How much control do you think they would have over magma flows and such? Remember the flood-basalt eruption at siberia in the Permian Mass Extinction? I wonder if they flooded siberia with lava so they could explore the surface. Imagine how much they would have learned between now and then. Knowing the climate of Venus, they might have already teleported to it. Or evolved from it and teleported here.

They would probably have some sort of grasping appendages for moving around through the semisolid regions of the mantle, but they would most likely resemble aquatic beings. Except resistant to heat. As for sensory organs, all they would need is a very vibration sensitive membrane. With it, they could construct a 3-D image of the Earth's interior from all the tiny ambient seismic vibrations. They could even communicate to one another using this same method. (Ambient seismics might be sentient communication)

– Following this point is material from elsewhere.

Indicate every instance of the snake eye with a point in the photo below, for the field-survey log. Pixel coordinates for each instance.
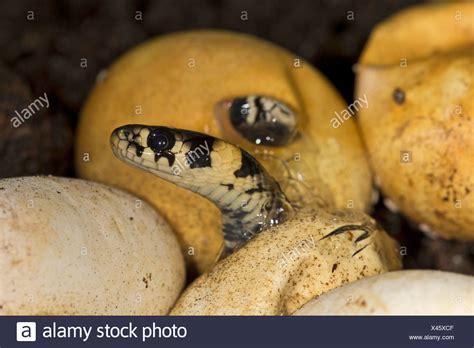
(160, 140)
(239, 111)
(261, 120)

I'm guessing some kind of dextorous squid. Or squid-like. Or at least some appendages of some kind, and the stuff to move about in a fluid (magma jets = fast movement)

Of course, space-borne beings are going to be exactly the opposite. Extreme tolerance to cold, solar winds, and high energy radiation, as well as an image-based communication system (bio-luminescent arrays and highly evolved eyes?) Of course, a species using starships would probably be extremely dextorous (smaller, lighter controls inside ships) and probably physically frail from microgravity (Unless they are REALLY advanced, they would not have developed gravity control systems; much less make them small and efficient enough for starships). In space, reptile and insect-like organisms might have an advantage: they are radiation resistant, and only planets with magnospheres can support other types of life. Some advanced insects might not even need spacesuits because of their hardened exoskeletons, but probably not without really good genetic engineering.